Le Ramadhan, tirant à sa fin, ne peut plus servir de couverture quant à l'absence du Président, depuis son retour à Alger, habitués à ce que ce mois soit plus celui de la léthargie que du travail. Dans cette atmosphère de calme plat, il n'y a que le Premier ministre qui comble ce vide par ses déplacements à travers les wilayas, se prêtant à des rencontres avec les membres de la société civile qui posent les mêmes problèmes et font état des mêmes préoccupations. Il faut rappeler que le Cnes a fait le tour de la question lors de ses assises au Palais des nations où il avait insisté sur le rôle de la société civile dans la gestion participative. Alors il faut inscrire ces différentes activités, somme toute ordinaires et normales "dans un pays normal", comme une tentative de combler le vide de la vie politique. Les autres, c'est-à-dire les partis politiques, ne sont pas en reste.
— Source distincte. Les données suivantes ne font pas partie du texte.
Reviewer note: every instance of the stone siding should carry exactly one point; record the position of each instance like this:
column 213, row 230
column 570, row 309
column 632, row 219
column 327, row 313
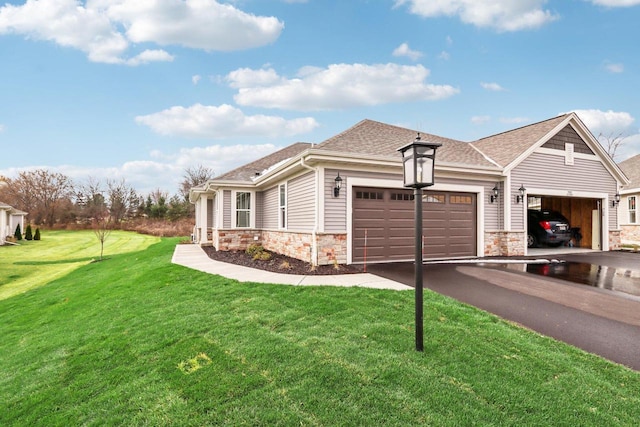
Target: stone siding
column 294, row 245
column 504, row 243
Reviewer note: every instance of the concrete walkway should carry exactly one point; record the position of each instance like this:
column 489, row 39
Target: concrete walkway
column 192, row 256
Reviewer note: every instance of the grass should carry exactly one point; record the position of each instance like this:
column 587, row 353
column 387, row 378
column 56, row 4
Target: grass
column 135, row 340
column 35, row 263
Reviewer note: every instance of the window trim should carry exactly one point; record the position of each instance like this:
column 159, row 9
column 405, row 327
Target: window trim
column 282, row 206
column 234, row 208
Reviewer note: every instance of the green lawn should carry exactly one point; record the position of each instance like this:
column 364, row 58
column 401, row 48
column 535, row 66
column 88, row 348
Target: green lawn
column 135, row 340
column 35, row 263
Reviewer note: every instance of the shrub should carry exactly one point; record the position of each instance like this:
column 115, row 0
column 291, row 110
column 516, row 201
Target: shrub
column 18, row 233
column 257, row 252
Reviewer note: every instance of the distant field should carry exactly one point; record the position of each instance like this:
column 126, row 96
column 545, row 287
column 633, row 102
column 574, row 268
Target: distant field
column 35, row 263
column 137, row 341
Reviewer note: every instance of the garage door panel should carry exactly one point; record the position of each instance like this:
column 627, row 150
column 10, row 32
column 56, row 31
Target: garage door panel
column 449, row 224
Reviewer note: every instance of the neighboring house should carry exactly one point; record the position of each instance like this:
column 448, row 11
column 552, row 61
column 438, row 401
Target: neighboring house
column 629, row 211
column 287, row 201
column 10, row 217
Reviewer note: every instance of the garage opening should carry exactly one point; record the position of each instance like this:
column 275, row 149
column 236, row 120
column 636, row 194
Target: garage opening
column 582, row 214
column 383, row 224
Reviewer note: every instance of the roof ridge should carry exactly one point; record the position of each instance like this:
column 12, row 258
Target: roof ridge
column 521, row 127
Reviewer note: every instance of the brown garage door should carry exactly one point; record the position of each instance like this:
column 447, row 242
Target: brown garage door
column 384, row 227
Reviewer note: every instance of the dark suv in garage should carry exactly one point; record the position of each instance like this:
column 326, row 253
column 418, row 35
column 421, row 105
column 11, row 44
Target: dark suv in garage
column 547, row 227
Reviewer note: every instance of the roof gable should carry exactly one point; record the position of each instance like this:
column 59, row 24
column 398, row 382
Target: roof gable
column 370, row 137
column 631, row 168
column 504, row 148
column 255, row 168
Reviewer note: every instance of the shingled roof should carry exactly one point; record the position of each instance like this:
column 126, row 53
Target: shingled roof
column 631, row 168
column 506, row 147
column 369, row 137
column 248, row 171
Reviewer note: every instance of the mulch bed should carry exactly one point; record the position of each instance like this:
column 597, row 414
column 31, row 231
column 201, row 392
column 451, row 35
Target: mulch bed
column 279, row 263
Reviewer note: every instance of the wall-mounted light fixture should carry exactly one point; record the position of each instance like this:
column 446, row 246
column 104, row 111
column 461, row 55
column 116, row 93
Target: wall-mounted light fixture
column 520, row 197
column 494, row 195
column 338, row 185
column 616, row 200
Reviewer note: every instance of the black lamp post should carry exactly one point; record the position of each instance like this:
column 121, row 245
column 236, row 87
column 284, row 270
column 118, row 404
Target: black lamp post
column 418, row 161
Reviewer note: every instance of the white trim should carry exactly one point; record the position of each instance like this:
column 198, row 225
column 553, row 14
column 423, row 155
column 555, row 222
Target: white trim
column 252, row 209
column 284, row 206
column 386, row 183
column 603, row 197
column 563, row 154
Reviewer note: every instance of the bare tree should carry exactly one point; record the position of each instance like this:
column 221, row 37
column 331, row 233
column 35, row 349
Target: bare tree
column 612, row 142
column 193, row 177
column 123, row 200
column 102, row 229
column 90, row 200
column 41, row 193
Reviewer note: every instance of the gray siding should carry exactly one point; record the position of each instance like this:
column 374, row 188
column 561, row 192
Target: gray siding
column 549, row 172
column 226, row 201
column 301, row 203
column 270, row 209
column 259, row 206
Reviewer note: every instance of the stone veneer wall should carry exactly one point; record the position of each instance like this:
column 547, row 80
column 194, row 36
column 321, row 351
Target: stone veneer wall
column 630, row 234
column 504, row 243
column 331, row 248
column 294, row 245
column 236, row 240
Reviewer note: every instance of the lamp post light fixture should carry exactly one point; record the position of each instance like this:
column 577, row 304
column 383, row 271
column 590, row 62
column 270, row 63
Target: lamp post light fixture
column 495, row 192
column 338, row 185
column 418, row 162
column 520, row 197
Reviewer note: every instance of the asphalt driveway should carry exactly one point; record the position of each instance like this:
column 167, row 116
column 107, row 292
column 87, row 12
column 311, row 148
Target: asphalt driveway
column 595, row 318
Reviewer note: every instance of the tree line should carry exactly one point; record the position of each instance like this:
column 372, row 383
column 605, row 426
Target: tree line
column 53, row 199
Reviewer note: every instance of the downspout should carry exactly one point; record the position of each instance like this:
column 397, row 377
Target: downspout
column 314, row 246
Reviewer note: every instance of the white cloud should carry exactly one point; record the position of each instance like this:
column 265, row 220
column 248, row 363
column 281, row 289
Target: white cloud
column 514, row 120
column 616, row 3
column 480, row 120
column 614, row 68
column 336, row 87
column 606, row 122
column 106, row 29
column 502, row 15
column 611, row 124
column 225, row 121
column 163, row 170
column 494, row 87
column 405, row 50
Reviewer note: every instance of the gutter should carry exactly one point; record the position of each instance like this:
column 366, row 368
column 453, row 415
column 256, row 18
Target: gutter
column 314, row 247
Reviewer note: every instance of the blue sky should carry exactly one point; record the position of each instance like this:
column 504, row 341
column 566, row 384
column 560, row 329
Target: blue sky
column 141, row 90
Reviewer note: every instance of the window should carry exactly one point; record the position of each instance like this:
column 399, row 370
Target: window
column 243, row 209
column 282, row 206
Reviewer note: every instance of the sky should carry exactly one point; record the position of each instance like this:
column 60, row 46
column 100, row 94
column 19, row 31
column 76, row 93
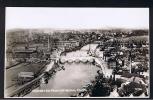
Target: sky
column 76, row 18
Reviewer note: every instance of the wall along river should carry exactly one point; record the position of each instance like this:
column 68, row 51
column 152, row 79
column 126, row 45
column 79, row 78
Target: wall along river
column 70, row 81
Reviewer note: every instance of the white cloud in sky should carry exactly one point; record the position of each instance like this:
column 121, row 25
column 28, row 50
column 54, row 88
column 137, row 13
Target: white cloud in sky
column 49, row 17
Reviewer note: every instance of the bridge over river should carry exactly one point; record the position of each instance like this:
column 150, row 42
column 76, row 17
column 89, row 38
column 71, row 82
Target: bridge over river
column 71, row 80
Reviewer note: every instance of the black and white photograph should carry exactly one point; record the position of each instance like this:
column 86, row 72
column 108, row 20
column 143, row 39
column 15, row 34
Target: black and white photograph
column 76, row 52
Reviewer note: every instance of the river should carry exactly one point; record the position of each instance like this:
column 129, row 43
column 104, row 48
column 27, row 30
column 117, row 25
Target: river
column 70, row 81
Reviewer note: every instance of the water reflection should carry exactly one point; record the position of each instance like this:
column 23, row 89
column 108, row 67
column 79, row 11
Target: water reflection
column 75, row 76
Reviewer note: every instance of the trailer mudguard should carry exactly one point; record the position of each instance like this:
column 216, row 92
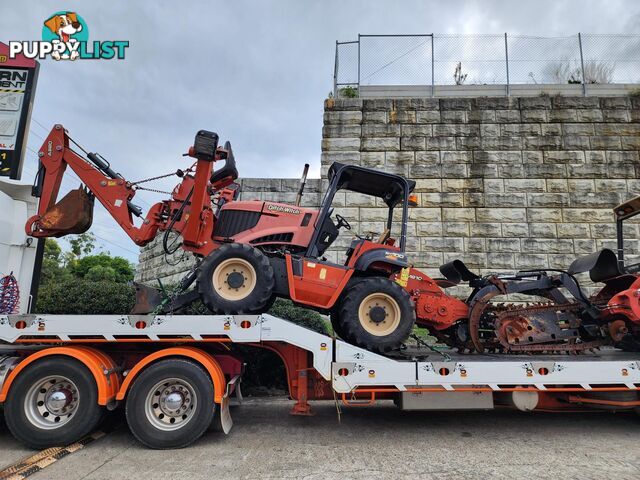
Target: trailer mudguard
column 101, row 366
column 207, row 361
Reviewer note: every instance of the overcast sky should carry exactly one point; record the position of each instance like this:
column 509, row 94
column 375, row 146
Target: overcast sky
column 256, row 72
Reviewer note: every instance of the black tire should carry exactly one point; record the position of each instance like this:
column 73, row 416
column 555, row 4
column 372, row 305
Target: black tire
column 30, row 418
column 257, row 275
column 147, row 407
column 382, row 299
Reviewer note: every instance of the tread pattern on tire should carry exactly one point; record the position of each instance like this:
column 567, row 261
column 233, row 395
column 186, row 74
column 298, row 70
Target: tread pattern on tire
column 349, row 323
column 136, row 418
column 265, row 280
column 87, row 417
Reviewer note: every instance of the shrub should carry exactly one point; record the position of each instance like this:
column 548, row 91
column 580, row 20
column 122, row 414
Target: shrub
column 81, row 296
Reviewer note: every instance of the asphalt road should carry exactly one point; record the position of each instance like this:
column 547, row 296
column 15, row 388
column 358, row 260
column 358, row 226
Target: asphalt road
column 380, row 442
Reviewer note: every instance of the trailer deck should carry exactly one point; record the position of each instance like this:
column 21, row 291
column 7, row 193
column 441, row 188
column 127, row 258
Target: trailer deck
column 318, row 366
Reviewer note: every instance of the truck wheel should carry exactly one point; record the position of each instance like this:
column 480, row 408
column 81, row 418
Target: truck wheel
column 376, row 314
column 236, row 279
column 53, row 402
column 170, row 404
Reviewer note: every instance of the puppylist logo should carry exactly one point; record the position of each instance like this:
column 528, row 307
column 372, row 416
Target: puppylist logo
column 65, row 36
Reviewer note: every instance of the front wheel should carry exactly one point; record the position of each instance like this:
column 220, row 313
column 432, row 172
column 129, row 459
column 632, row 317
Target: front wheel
column 170, row 404
column 376, row 314
column 236, row 279
column 53, row 402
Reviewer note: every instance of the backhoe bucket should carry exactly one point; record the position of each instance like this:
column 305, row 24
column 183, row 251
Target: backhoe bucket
column 72, row 214
column 148, row 299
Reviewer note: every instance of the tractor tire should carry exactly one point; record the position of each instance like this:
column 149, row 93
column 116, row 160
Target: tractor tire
column 170, row 404
column 236, row 279
column 53, row 402
column 376, row 314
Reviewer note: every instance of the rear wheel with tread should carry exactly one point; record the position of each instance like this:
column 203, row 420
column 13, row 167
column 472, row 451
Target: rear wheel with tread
column 170, row 404
column 376, row 314
column 236, row 279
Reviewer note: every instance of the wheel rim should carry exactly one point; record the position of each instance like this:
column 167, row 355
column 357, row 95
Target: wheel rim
column 51, row 402
column 379, row 314
column 234, row 279
column 171, row 404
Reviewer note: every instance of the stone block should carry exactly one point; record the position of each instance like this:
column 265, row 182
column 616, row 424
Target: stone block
column 459, row 214
column 374, row 117
column 535, row 103
column 427, row 158
column 455, row 229
column 534, row 116
column 486, row 229
column 380, row 144
column 377, row 105
column 504, row 215
column 519, row 230
column 563, row 156
column 544, row 215
column 573, row 230
column 453, row 116
column 341, row 131
column 412, row 143
column 483, row 156
column 399, row 158
column 340, row 144
column 578, row 128
column 605, row 142
column 462, row 185
column 547, row 200
column 455, row 104
column 418, row 130
column 576, row 142
column 556, row 245
column 380, row 130
column 589, row 115
column 427, row 116
column 342, row 118
column 507, row 245
column 441, row 244
column 520, row 129
column 568, row 115
column 455, row 130
column 561, row 101
column 505, row 200
column 507, row 116
column 528, row 185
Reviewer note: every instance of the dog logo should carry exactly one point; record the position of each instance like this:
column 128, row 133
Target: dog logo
column 65, row 36
column 66, row 28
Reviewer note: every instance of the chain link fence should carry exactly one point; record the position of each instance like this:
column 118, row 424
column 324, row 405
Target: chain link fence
column 430, row 60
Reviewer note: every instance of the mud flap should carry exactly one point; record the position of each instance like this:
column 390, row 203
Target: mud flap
column 73, row 214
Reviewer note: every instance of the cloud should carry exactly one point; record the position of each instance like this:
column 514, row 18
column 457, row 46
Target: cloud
column 257, row 72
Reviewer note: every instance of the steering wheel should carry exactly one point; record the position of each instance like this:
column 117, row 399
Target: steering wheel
column 342, row 222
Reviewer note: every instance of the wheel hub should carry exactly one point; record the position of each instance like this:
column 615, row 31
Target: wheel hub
column 170, row 404
column 235, row 280
column 51, row 402
column 377, row 314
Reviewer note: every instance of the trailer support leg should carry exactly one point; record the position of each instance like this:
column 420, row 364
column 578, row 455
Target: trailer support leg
column 301, row 383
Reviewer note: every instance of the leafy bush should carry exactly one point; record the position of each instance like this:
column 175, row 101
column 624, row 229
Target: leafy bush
column 82, row 296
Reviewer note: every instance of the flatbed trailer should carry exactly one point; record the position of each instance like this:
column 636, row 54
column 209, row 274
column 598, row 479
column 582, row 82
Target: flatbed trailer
column 175, row 374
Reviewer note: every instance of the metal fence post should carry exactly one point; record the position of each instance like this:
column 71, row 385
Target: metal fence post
column 335, row 74
column 433, row 69
column 506, row 57
column 358, row 64
column 584, row 82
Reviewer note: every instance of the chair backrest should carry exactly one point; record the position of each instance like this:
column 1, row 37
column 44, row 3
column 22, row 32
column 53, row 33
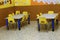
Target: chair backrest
column 17, row 12
column 50, row 12
column 42, row 20
column 11, row 20
column 10, row 15
column 26, row 14
column 37, row 16
column 40, row 14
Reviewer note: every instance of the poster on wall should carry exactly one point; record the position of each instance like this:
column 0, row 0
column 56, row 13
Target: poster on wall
column 44, row 2
column 22, row 2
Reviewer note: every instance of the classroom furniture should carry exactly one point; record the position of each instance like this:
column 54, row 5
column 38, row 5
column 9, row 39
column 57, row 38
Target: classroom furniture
column 48, row 16
column 17, row 12
column 18, row 18
column 50, row 12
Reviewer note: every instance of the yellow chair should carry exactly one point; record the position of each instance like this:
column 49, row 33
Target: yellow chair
column 10, row 15
column 50, row 12
column 40, row 14
column 26, row 14
column 42, row 20
column 17, row 12
column 37, row 16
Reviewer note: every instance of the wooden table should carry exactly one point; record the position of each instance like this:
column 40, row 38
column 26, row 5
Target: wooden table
column 18, row 17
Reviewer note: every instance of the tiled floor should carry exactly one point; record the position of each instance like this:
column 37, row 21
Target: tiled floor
column 29, row 32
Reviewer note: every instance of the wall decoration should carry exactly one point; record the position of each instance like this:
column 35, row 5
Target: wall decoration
column 44, row 2
column 22, row 2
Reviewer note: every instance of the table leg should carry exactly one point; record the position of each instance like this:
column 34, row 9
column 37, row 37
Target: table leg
column 29, row 19
column 19, row 24
column 52, row 24
column 38, row 25
column 7, row 24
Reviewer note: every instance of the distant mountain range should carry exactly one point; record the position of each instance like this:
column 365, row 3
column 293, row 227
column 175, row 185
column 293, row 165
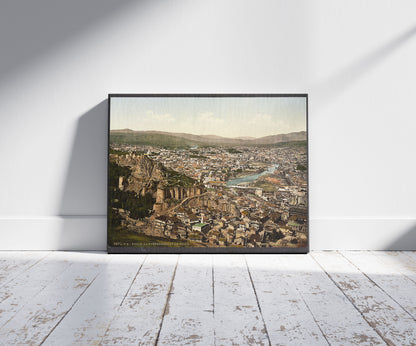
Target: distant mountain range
column 127, row 136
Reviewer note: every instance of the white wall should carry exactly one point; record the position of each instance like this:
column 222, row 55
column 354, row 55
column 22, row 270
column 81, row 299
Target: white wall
column 59, row 60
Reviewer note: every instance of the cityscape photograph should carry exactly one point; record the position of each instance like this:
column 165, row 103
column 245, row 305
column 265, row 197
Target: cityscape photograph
column 208, row 172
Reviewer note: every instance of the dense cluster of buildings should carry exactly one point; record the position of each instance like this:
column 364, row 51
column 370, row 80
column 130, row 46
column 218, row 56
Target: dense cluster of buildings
column 268, row 211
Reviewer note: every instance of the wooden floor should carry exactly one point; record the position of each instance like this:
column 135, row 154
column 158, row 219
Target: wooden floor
column 336, row 298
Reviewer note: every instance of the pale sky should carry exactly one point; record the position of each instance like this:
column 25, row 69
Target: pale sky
column 221, row 116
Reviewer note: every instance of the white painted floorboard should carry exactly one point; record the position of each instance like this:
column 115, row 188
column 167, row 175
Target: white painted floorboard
column 335, row 298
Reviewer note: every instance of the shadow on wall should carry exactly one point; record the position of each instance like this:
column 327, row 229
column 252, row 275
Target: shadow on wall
column 407, row 242
column 25, row 27
column 84, row 197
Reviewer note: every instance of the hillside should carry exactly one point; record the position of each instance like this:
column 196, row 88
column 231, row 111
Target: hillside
column 183, row 140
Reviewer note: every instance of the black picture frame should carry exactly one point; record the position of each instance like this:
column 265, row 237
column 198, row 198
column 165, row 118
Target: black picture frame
column 209, row 250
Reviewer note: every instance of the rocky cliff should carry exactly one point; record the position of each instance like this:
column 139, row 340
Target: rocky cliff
column 148, row 176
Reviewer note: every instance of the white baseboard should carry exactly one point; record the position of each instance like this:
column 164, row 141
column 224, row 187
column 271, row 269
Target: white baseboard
column 363, row 234
column 54, row 233
column 90, row 233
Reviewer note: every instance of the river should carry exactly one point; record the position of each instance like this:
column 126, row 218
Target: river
column 250, row 178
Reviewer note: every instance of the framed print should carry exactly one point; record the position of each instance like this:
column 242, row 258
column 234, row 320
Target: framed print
column 208, row 173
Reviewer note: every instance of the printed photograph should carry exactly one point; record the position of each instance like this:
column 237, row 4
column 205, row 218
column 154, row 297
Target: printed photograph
column 208, row 171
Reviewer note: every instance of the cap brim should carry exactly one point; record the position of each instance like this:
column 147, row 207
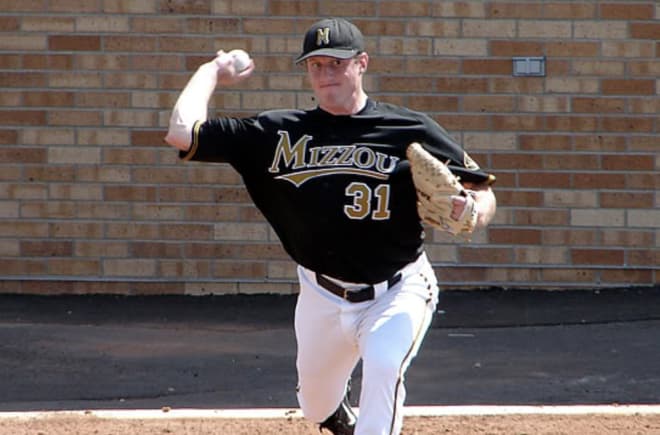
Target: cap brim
column 330, row 52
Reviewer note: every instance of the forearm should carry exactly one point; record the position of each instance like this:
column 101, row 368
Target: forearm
column 485, row 203
column 192, row 106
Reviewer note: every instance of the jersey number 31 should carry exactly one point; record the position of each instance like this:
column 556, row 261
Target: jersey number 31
column 368, row 202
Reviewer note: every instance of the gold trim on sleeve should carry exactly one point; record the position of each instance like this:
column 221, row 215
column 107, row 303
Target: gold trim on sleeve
column 195, row 141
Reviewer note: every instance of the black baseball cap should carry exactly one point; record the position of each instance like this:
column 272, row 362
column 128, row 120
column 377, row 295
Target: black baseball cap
column 334, row 37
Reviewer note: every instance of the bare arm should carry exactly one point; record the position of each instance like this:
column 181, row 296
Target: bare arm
column 192, row 104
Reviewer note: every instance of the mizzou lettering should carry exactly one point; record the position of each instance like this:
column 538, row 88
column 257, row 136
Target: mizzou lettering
column 297, row 157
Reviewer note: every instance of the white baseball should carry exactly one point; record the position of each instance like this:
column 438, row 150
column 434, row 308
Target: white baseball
column 241, row 59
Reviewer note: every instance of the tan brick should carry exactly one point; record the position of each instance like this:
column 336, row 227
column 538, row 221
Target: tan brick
column 431, row 65
column 17, row 267
column 8, row 209
column 390, row 8
column 628, row 87
column 555, row 142
column 648, row 258
column 48, row 136
column 597, row 256
column 517, row 123
column 437, row 28
column 153, row 249
column 544, row 29
column 104, row 210
column 133, row 267
column 131, row 230
column 48, row 98
column 75, row 230
column 23, row 229
column 598, row 105
column 606, row 68
column 23, row 79
column 570, row 198
column 572, row 237
column 502, row 9
column 626, row 11
column 467, row 9
column 627, row 200
column 133, row 44
column 488, row 103
column 241, row 231
column 481, row 255
column 132, row 118
column 540, row 255
column 78, row 192
column 50, row 173
column 591, row 180
column 628, row 275
column 131, row 6
column 489, row 141
column 574, row 49
column 157, row 212
column 489, row 28
column 23, row 42
column 100, row 248
column 487, row 66
column 569, row 10
column 210, row 288
column 543, row 217
column 46, row 248
column 545, row 180
column 597, row 218
column 600, row 143
column 572, row 85
column 104, row 23
column 74, row 117
column 293, row 8
column 47, row 24
column 543, row 104
column 460, row 47
column 627, row 124
column 569, row 275
column 517, row 85
column 74, row 42
column 23, row 117
column 514, row 236
column 79, row 155
column 600, row 29
column 516, row 48
column 628, row 49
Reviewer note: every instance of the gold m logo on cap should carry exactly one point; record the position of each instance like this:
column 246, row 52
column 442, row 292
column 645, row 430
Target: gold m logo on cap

Ils sont pareils aux animations du mois de Ramadhan. Ils activent en fonction de la conjoncture, c'est-à-dire un mois par an. Et chacun semble y trouver son compte, sinon comment expliquer que la question de la prochaine élection présidentielle ne soit pas encore à l'ordre du jour de leurs préoccupations 'De son côté, le Président dont on ne connaît pas encore l'agenda, semble, malgré sa maladie, tenir au loin les éventuels candidats tant qu'il ne s'est pas prononcé sur son avenir politique. Chacun reste aux aguets du moindre mouvement dans un climat délétère qu'occupent suffisamment les tracasseries de la vie quotidienne attendues : Ramadhan, Aïd, rentrée scolaire et sociale.
Le temps ne retient pas sa marche mais le calendrier est, par contre, resté figé depuis la maladie d'une personne, immobilisant tout un Etat en attente de l'adoption d'une loi de finances complémentaire, d'une réunion du Conseil des ministres pour endosser des textes de lois urgentes pour le pays, même si elles ne le sont pas pour le Président.
Habitué à vivre d'échéances comme des signes astrologiques, chacun y va de son pari : verra-t-on le Président à la mosquée pour la nuit du doute '
Gavé d'incertitudes et de doutes, l'Algérien a fini par baisser le rideau dans son effort de comprendre les voies impénétrables de la politique à l'algérienne où tout se décide sur un coup de tête ou en fonction de l'humeur du jour.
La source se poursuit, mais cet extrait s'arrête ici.